Oxidative Medicine and Cellular Longevity ◽

10.1155/2016/5843672 ◽

2016 ◽

Vol 2016 ◽

pp. 1-13 ◽

Cited By ~ 21

Author(s):

Yuan Ma ◽

Ai Ge ◽

Wen Zhu ◽

Ya-Nan Liu ◽

Ning-Fei Ji ◽

...

Keyword(s):

Oxidative Stress ◽

Airway Inflammation ◽

Inflammatory Responses ◽

Mapk Pathway ◽

Mapk Signaling ◽

Mitogen Activated Protein Kinase ◽

Intercellular Adhesion Molecule ◽

Enzyme Linked Immunosorbent Assay ◽

Chronic Asthma ◽

Cell Counts

Asthma is one of the most common inflammatory diseases characterized by airway hyperresponsiveness, inflammation, and remodeling.
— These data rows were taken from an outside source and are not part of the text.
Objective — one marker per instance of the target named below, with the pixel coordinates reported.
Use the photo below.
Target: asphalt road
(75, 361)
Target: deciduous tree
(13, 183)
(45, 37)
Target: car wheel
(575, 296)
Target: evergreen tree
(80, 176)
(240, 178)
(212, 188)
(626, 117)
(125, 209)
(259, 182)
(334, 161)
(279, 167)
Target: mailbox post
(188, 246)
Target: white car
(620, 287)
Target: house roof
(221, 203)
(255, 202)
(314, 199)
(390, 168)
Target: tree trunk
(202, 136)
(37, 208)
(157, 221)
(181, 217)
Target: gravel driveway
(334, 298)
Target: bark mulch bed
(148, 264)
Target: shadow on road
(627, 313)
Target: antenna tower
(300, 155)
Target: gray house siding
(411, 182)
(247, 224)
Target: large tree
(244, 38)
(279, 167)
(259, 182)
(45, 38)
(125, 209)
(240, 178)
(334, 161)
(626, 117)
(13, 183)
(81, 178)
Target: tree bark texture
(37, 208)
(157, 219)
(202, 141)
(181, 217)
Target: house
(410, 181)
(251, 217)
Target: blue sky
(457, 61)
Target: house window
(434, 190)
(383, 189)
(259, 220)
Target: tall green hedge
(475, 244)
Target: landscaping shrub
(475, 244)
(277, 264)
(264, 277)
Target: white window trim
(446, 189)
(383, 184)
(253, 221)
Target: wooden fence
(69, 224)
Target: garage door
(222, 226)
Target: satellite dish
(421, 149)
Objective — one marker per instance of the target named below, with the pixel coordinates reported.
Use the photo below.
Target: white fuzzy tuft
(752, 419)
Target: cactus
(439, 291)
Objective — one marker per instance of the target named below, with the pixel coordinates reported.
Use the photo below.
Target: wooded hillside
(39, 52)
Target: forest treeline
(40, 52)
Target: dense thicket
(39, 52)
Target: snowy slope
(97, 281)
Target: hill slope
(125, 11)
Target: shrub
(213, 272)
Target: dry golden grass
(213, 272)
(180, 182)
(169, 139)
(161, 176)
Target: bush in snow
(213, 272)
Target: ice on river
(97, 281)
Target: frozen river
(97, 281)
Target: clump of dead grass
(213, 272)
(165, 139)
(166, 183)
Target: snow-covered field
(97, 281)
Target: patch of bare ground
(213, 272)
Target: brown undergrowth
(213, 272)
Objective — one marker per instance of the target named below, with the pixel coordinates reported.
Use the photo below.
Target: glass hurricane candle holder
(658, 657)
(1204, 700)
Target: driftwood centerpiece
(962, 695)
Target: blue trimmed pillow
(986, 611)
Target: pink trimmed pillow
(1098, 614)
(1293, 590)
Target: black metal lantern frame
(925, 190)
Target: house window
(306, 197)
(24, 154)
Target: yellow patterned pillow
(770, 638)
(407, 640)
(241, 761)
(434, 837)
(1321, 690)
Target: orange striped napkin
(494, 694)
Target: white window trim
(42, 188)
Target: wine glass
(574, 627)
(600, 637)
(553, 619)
Morin, an active ingredient obtained from Moraceae plants, has been demonstrated to have promising anti-inflammatory activities in a range of disorders. However, its impacts on pulmonary diseases, particularly on asthma, have not been clarified. This study was designed to investigate whether morin alleviates airway inflammation in chronic asthma with an emphasis on oxidative stress modulation.In vivo, ovalbumin- (OVA-) sensitized mice were administered with morin or dexamethasone before challenge. Bronchoalveolar lavage fluid (BALF) and lung tissues were obtained to perform cell counts, histological analysis, and enzyme-linked immunosorbent assay.In vitro, human bronchial epithelial cells (BECs) were challenged by tumor necrosis factor alpha (TNF-α). The supernatant was collected for the detection of the proinflammatory proteins, and the cells were collected for reactive oxygen species (ROS)/mitogen-activated protein kinase (MAPK) evaluations. Severe inflammatory responses and remodeling were observed in the airways of the OVA-sensitized mice. Treatment with morin dramatically attenuated the extensive trafficking of inflammatory cells into the BALF and inhibited their infiltration around the respiratory tracts and vessels. Morin administration also significantly suppressed goblet cell hyperplasia and collagen deposition/fibrosis and dose-dependently inhibited the OVA-induced increases in IgE, TNF-α, interleukin- (IL-) 4, IL-13, matrix metalloproteinase-9, and malondialdehyde. In human BECs challenged by TNF-α, the levels of proteins such as eotaxin-1, monocyte chemoattractant protein-1, IL-8 and intercellular adhesion molecule-1, were consistently significantly decreased by morin. Western blotting and the 2′,7′-dichlorofluorescein assay revealed that the increases in intracellular ROS and MAPK phosphorylation were abolished by morin, implying that ROS/MAPK signaling contributes to the relief of airway inflammation. Our findings indicate for the first time that morin alleviates airway inflammation in chronic asthma, which probably occurs via the oxidative stress-responsive MAPK pathway, highlighting a novel profile of morin as a potent agent for asthma management.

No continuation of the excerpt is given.